The Smithsonian’s National Air and Space Museum announced today a gift of $6 million for Phase Two of the Steven F. Udvar-Hazy Center from Airbus Americas Inc. The gift is the largest corporate gift to the Smithsonian Institution in 2008. In recognition of the donation, the Imax Theater at the Udvar-Hazy Center will be named the Airbus Imax Theater.
“The gift represents a generous contribution from Airbus, a reliable supporter of the museum for the past decade,” museum director Gen. J.R. “Jack” Dailey said. “To come through in the current economic climate demonstrates their commitment to partnering with the National Air and Space Museum in its mission to commemorate, educate and inspire visitors by preserving and displaying aeronautical and space-flight artifacts.”
Airbus gave a separate $5 million gift in 2000 for the construction of the Udvar-Hazy Center, which opened in 2003. That construction was privately funded, completed on time and $13 million under budget.
“The Smithsonian Institution is truly global in reach—a leader in preserving culture and illuminating science and history,” said Airbus Americas Chairman T. Allan McArtor. “As a global leader ourselves in the area of aircraft manufacturing, Airbus is helping shape the future of flying. By extending our existing partnership with the National Air and Space Museum, we also are helping preserve aviation’s past in a way that cannot be duplicated anywhere else.”
Airbus Americas President and Chief Executive Officer Barry Eccleston added, “The collection of the National Air and Space Museum is the largest and most significant of its kind, including many of aviation history’s most rare and iconic artifacts. Despite the challenging economic environment globally, it’s vital that the Smithsonian’s important work of preserving, restoring and educating continues to be supported. All of us at Airbus are gratified to be playing a role in making the Udvar-Hazy Center Phase Two project—and all that it will mean to future generations—a nearer-term reality.”
The museum’s collection includes an Airbus A320 cockpit that is a key item in the museum’s “America by Air” gallery, which focuses on the history of passenger air travel.
Phase Two of the Udvar-Hazy Center will be dedicated to the behind-the-scenes care of the Smithsonian’s extraordinary collection of aircraft, spacecraft, related artifacts and archival materials. This collection is the largest and most significant of its kind, with some 60,000 artifacts, including many of history’s most rare and iconic artifacts of flight.

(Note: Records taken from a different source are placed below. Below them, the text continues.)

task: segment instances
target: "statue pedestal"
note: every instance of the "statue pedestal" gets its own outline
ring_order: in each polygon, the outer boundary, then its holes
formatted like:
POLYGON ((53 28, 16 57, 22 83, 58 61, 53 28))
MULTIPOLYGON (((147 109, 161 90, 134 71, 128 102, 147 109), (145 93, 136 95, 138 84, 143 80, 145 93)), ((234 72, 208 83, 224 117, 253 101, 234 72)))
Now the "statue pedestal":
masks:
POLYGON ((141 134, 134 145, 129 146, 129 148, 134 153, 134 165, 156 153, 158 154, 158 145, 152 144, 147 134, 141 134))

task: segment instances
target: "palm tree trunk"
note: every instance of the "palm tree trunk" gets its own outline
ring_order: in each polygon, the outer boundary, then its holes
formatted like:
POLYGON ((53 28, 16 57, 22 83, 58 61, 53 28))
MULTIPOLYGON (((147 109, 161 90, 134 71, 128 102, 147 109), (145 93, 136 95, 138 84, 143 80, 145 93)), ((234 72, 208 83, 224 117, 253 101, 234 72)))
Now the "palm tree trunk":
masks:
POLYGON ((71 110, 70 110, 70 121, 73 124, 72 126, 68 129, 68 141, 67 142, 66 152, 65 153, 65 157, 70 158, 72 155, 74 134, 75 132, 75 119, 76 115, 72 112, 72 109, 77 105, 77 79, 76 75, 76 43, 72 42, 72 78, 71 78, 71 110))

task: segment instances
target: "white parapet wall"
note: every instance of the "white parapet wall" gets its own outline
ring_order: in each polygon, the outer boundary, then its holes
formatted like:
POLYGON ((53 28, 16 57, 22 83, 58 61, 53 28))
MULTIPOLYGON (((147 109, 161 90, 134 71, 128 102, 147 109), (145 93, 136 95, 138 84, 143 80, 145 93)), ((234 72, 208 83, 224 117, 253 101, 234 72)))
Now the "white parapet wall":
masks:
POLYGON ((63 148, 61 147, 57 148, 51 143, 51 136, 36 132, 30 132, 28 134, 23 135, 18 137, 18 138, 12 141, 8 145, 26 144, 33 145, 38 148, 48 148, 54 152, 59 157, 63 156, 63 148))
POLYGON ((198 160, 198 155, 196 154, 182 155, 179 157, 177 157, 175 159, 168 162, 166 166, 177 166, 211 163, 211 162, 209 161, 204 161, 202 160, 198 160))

The completion of Phase Two will help the museum accomplish its mission to collect and preserve our nation’s aviation and space history through the objects associated with it. The new wing includes:
- Mary Baker Engen Restoration Hangar: spacious enough to accommodate several aircraft at one time with a second-floor viewing area designed to give visitors a behind-the-scenes look at work rarely seen by the public.
- Archives: the foremost collection of documentary records of the history, science and technology of aeronautics and space flight will be housed in a single location for the first time, providing researchers with ample space and equipment.
- Emil Buehler Conservation Laboratory: will provide conservators much-needed space to develop and execute specialized preservation strategies for artifacts.
- Collections Processing Unit: a dedicated loading dock and specially designed secure area for initial inspection and analysis of artifacts.
The National Air and Space Museum building on the National Mall in Washington, D.C., is located at Sixth Street and Independence Avenue S.W. The museum’s Steven F. Udvar-Hazy Center is located in Chantilly, Va., near Washington Dulles International Airport. Both facilities are open daily from 10 a.m. until 5:30 p.m. (closed Dec. 25). Admission is free, but there is a $12 fee for parking at the Udvar-Hazy Center.